Anomalous indoor radon concentration in a dwelling in Qatif city, Saudi Arabia

M. I. Al-Jarallah* and Fazal-ur-Rehman

Department of Physics, King Fahd University of Petroleum and Minerals, Dhahran 31261, Saudi Arabia

* Corresponding author: mibrahim{at}kfupm.edu.sa

Received September 8, 2004, amended May 7, 2005, accepted May 16, 2005

An indoor radon survey was carried out recently in nine cities of Saudi Arabia using nuclear track detectors (NTD)-based passive radon detectors. The survey included Qatif City in the Eastern Province of Saudi Arabia, where 225 detectors were collected back successfully. It was found that the average indoor radon concentration in the dwellings was 22 ± 15 Bq m–3. However, one of the dwellings showed an anomalous radon concentration of 535 ± 23 Bq m–3. This finding led to a detailed investigation of this dwelling using active and passive techniques. In the active technique, an AlphaGUARD 2000 PRQ radon gas analyser was used. In the passive technique, CR-39 based passive radon detectors were used in all the rooms of the dwelling. Radon exhalation from the wall and the floor was also measured using the can technique. The active measurement confirms the passive one. Before placing the passive radon detectors in all the rooms of the two-storey building, the inhabitant was advised to ventilate his house regularly.
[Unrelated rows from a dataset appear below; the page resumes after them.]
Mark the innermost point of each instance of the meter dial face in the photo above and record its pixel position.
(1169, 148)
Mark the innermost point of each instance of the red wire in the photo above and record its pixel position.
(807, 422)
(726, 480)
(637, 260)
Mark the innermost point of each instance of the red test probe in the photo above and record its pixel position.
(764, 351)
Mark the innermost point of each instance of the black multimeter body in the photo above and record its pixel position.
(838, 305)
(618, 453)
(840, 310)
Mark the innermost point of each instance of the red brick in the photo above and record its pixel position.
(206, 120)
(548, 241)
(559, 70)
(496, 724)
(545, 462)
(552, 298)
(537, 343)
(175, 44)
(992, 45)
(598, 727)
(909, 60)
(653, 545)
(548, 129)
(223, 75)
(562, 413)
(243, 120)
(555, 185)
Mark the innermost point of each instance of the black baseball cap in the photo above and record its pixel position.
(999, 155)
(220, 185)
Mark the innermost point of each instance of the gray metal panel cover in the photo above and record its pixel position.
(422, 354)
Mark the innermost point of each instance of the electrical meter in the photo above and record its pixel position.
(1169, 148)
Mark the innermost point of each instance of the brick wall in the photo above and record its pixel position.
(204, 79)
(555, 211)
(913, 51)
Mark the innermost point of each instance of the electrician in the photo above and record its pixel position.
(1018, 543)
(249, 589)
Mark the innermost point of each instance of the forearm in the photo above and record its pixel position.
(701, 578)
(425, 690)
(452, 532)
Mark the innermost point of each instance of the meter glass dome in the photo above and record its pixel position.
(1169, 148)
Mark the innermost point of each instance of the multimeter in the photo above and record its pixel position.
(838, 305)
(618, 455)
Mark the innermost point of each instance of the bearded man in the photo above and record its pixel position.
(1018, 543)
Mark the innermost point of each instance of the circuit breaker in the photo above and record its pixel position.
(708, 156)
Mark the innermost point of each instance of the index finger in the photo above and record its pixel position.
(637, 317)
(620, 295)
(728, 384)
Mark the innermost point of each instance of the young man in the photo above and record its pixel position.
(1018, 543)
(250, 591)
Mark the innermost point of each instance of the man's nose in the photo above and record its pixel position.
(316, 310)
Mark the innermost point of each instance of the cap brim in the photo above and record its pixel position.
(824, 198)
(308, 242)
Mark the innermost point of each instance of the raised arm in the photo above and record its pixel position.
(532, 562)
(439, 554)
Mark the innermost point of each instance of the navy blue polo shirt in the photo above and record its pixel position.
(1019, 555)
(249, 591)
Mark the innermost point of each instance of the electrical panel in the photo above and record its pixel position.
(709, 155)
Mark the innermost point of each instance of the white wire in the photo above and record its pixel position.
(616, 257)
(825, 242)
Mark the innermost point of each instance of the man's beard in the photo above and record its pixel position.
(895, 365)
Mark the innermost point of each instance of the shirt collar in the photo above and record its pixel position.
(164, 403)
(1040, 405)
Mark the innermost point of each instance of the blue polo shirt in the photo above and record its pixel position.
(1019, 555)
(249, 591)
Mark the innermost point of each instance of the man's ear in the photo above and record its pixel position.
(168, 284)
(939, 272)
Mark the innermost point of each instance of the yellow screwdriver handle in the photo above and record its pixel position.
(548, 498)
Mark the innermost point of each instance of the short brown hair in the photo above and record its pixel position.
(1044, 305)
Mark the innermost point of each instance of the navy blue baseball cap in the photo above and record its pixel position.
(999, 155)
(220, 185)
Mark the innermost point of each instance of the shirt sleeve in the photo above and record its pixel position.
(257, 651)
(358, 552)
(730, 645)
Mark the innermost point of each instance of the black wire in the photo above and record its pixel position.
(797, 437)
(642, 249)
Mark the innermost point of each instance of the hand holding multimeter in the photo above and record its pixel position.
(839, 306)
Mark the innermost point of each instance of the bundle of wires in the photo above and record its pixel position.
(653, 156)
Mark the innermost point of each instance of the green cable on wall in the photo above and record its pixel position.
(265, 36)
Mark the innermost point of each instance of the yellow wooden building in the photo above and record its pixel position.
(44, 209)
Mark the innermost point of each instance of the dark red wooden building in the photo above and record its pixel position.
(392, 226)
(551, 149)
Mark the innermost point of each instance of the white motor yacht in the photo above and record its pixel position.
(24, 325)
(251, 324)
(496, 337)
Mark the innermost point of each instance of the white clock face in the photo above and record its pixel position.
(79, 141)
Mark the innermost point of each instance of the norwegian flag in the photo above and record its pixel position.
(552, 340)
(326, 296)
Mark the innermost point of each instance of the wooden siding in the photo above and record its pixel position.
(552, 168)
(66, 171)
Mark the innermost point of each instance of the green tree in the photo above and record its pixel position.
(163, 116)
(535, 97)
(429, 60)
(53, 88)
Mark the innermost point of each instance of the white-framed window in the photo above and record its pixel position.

The radon concentration in the different rooms was found to vary from 124 to 302 Bq m–3. Radon exhalation from the floor and the wall of the room with the anomalous radon concentration was found to vary from 0.5 to 0.8 Bq m–2 h–1. These low radon exhalation rates suggest that the anomalous radon concentration is most probably due to underground radon diffusion into the dwelling through cracks and joints in the concrete floor.